Francisco Marín, Chairman and CEO of OHL Construction, highlights the strategic value of Turkey in the internationalization process of the OHL Group

December 21, 2011

Francisco Marín Andrés, Chairman and CEO of OHL Construction, participated in the conference New Infrastructure Projects in Turkey organized by Intereconomía Conferencias. Business opportunities for Spanish companies.

The Chairman and CEO of OHL Construction gave a speech entitled OHL’s commitment to infrastructure in Turkey, focusing his presentation on the implantation, development and consolidation of OHL’s activity in this country and the presentation of the main features of the Marmaray project. This project, recently awarded to OHL, calls for the development of the rail link between Europe and Asia in Istanbul through an underwater tunnel crossing the Bosphorus Strait, which will allow the transit of high-speed, commuter and freight trains between both continents.

Francisco Marín recalled that OHL began its activity in Turkey in 1999 and that the group now has offices in Ankara and Istanbul, while the latter “is the center of OHL’s business operations in Turkey, the Middle East and North Africa”. In this regard, he highlighted construction backlog in the area managed from Turkey totals more than €2.1 billion and noted that the OHL’s positioning in this country is “long term and permanent.”

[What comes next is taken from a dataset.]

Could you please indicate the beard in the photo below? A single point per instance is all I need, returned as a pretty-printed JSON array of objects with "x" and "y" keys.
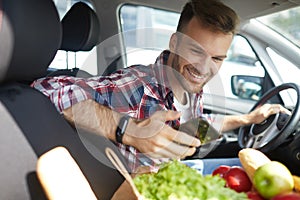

With respect to projects in the region, the leader of OHL Construction, mentioned the execution of the Eskisehir-Esenken stretch of the Ankara-Istanbul high-speed line, measuring 206 km, “which has been successfully operating since March 2009”. The works, with a budget of €655 million, is the first tranche of the existing high-speed railway in Turkey and has become a benchmark as the first country outside of Spain where the Spanish experience in high speed railways has been developed.

Francisco Marín also highlighted other construction projects in Turkey, including the wastewater treatment plant in Konya, delivered in 2009, which serves a population of one million people with a daily output of 200,000 m3.

Marmaray

Centered in Marmaray, Mr. Marín described the project as “the most ambitious infrastructure project in Turkey to date and one of the most emblematic worldwide for its complexity and magnitude.” The contract budget amounts to €932.8 million (without VAT), making it one of the largest contracts signed by OHL in all time. OHL is leader, with a 70% interest, of the joint venture formed for this purpose with the Spanish railway signaling company, Dimetronic . The work contracted includes all the design, the complete replacement of two existing tracks and their replacement with three new tracks over 63 km of the 77 km of the project, the renovation and construction of 36 stations, the construction of 130 structures, two operation and control centers, garages and workshops, renovation of all electromechanical systems (power supply, catenary, signaling, telecommunication and ticketing systems) along the 77 km of the project, the commissioning of the project and maintenance for two years.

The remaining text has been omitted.